After-Hours Emergency Veterinary Care in Fort Pierce
If your pet is experiencing a veterinary emergency in Fort Pierce after 8pm, make sure to contact one of the 24-hour hospitals listed below for urgent and critical care.
IMPORTANT: Please be sure to call the emergency clinic before arriving to ensure a veterinarian is on-site to assist you.
What To Do During a Pet Emergency
The process will be easier for both you and your pet if you know what to expect at an emergency veterinary clinic. Here are the steps you should follow:
Let Them Know You're on Your Way
While calling ahead isn't required when bringing your pet in to an emergency clinic, if you call in advance, they will be ready to receive your pet much quicker.
Get To Their Office ASAP
One of the emergency team members will show you to an exam room. If you have not already done so, you'll likely be asked to complete a New Patient Form. A veterinary technician will triage your pet, then a veterinarian will perform a full exam.
Determining Next Steps
Once your pet has been assessed, your veterinarian will develop a treatment plan, delivering the best possible treatment for your pet. They will keep your primary care veterinarian updated with your pet's medical history to ensure seamless, integrated care that meets your dog or cat's needs.
Animal Emergency FAQs
Emergency veterinary care involves the treatment of animals in situations that require immediate medical attention or could potentially be life-threatening.
- What is considered an emergency?
The following situations are considered emergencies and require immediate examination by a veterinarian. If your pet has had an accident or is experiencing any of these symptoms, bring them to an emergency clinic straight away.
- Obvious signs of extreme anxiety or pain
- Bleeding that hasn't stopped, or severe bleeding
- Choking, difficulty breathing, or continuous coughing/gagging
- Injuries to the eye(s)
- Pain associated with passing feces or urinating, or inability to pass feces or urinate
- Bleeding from their nose, mouth, rectum, or blood in their urine
- Staggering and/or seizures
- Severe lameness, fractured bones, or inability to move their legs
- You know or suspect your pet has ingested something poisonous (such as antifreeze, xylitol, chocolate, rodent poison, etc.)
- Refusal to drink for 24 hours or more
- Severe vomiting or diarrhea; more than two episodes in 24-hours
- Heatstroke or heat stress
- What emergency services do you offer?
Our skilled veterinarians at Sunrise City Animal Hospital make every effort to accommodate the urgent care needs of your pet. If your pet is in need of urgent or critical care after 8pm, contact one of the emergency hospitals listed on this page.
- Do I need to call ahead?
If you are bringing your pet in to see an emergency vet for urgent care, calling ahead isn't necessary.
With that being said, they will be ready to receive your pet quicker if you are able to take some time to call ahead of your arrival.

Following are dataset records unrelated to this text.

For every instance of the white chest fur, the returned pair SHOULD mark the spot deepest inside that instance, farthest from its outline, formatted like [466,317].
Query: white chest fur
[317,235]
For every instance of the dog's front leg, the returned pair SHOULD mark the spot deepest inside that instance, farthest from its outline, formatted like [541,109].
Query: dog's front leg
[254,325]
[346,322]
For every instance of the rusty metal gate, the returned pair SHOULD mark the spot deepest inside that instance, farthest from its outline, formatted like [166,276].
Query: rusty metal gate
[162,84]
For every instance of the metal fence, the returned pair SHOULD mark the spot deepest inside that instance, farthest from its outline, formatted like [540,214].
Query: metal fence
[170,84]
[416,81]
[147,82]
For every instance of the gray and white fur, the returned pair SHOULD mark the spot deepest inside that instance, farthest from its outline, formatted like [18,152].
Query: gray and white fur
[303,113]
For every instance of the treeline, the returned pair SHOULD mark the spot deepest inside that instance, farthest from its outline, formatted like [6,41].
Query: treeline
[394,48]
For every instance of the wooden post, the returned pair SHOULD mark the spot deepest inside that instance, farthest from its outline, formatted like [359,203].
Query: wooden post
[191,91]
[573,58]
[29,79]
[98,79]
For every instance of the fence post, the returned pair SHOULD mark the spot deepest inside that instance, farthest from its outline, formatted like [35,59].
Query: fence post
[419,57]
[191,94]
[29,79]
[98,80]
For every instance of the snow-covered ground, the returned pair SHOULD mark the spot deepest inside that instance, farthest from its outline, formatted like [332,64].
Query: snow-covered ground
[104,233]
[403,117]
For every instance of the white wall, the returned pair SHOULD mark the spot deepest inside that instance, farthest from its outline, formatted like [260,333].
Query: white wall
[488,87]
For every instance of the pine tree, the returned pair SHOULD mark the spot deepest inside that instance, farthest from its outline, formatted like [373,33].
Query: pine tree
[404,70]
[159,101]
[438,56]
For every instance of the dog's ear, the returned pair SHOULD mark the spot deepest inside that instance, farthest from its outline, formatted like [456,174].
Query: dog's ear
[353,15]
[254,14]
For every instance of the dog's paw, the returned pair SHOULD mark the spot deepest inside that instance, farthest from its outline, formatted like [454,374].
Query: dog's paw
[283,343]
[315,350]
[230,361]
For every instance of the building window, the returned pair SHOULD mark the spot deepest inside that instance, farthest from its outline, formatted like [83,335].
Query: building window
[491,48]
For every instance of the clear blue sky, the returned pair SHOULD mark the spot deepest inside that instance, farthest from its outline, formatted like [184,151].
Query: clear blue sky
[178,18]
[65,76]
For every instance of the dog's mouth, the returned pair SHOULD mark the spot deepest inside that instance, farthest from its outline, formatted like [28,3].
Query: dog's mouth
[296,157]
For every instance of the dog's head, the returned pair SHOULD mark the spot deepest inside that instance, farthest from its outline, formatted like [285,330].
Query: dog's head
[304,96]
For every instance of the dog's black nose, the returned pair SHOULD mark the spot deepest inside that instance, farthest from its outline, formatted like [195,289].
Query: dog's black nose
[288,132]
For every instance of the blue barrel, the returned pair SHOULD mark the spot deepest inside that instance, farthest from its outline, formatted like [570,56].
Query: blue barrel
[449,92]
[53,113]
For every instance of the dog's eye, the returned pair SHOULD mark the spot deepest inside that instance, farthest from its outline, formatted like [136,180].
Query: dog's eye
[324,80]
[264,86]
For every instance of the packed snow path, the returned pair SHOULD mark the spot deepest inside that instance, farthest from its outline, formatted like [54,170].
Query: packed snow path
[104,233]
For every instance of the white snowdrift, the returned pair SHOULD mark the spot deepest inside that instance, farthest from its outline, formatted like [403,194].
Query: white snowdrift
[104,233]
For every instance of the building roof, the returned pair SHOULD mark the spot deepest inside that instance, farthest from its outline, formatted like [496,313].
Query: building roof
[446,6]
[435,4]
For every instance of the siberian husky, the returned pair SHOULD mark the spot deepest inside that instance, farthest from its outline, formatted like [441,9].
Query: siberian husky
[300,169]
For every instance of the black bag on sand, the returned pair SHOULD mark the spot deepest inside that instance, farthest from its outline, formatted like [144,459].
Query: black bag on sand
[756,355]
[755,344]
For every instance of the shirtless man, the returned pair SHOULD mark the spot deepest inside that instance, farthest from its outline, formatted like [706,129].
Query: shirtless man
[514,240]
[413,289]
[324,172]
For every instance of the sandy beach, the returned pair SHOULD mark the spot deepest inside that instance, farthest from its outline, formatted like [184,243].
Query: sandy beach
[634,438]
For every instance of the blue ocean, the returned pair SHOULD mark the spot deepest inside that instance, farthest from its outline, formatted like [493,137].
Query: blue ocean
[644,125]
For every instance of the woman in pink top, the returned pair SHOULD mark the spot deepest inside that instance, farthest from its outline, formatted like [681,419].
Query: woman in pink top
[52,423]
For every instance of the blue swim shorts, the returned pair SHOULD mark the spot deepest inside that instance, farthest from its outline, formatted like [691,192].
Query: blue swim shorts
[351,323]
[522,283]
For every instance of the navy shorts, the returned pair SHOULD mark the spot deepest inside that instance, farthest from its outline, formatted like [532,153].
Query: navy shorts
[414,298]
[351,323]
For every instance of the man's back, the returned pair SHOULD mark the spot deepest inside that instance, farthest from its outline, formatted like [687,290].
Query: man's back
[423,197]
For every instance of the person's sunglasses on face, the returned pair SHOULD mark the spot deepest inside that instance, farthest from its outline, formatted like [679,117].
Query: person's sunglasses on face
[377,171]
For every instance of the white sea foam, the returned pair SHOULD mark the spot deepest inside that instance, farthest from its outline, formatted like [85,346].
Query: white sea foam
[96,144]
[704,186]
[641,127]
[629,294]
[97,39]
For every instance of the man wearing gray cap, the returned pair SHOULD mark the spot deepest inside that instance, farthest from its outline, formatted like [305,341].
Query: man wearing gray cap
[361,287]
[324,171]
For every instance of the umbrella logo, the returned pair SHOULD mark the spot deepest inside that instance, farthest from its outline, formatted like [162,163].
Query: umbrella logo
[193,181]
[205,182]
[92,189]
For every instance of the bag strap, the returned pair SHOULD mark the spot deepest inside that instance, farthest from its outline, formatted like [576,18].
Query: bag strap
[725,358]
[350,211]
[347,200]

It is always best to call ahead if you can, but their team will understand that in emergency situations that's not always possible.

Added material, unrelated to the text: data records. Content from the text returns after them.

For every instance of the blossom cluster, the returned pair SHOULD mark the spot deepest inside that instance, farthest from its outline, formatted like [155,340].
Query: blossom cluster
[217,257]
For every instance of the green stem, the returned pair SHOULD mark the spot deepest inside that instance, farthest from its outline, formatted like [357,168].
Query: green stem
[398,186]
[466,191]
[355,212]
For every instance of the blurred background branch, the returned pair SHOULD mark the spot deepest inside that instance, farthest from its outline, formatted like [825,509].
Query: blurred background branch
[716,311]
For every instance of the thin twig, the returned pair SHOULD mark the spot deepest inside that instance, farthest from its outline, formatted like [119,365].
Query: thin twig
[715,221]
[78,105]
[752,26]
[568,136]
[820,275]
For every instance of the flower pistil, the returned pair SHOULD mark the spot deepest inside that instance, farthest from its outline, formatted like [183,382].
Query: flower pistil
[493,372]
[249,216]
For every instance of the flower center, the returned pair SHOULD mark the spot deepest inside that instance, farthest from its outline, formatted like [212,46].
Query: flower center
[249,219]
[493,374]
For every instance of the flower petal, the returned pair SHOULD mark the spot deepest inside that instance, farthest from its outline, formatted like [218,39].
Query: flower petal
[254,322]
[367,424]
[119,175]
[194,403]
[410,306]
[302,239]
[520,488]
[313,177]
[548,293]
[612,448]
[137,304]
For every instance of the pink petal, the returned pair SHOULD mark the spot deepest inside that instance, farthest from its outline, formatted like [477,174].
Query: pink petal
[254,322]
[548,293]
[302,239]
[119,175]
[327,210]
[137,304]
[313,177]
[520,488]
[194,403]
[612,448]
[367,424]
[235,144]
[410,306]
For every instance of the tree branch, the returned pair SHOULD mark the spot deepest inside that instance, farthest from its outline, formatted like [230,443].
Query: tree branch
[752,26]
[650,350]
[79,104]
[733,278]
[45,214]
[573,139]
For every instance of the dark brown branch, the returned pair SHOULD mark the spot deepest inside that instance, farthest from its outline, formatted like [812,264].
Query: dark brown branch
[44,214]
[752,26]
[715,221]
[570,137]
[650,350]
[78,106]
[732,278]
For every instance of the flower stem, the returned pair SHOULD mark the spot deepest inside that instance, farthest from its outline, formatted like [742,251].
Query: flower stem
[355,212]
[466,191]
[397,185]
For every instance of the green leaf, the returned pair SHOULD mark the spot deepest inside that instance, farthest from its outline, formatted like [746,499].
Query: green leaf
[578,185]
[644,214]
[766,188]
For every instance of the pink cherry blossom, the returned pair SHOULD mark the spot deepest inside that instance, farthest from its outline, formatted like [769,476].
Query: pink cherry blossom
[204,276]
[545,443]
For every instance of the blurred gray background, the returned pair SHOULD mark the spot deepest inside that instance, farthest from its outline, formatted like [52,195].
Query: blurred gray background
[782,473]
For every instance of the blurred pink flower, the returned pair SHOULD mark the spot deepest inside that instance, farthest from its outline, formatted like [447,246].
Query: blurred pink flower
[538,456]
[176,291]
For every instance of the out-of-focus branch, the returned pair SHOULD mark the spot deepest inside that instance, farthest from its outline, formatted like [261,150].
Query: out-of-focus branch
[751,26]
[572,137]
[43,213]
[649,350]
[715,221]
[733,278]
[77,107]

- How long will we have to wait to see the vet?
A veterinary emergency hospital is very similar to a human emergency department — the pace can be unpredictable and you may have to wait.
They will not able to predict which cases we will see and when they will arrive, but they will prioritize cases based on medical needs.
- Will they keep in touch with our primary care veterinarian?
Yes, your emergency vet will keep your primary care veterinarian updated with your pet's medical history and files to ensure your pet receives seamless integrated care.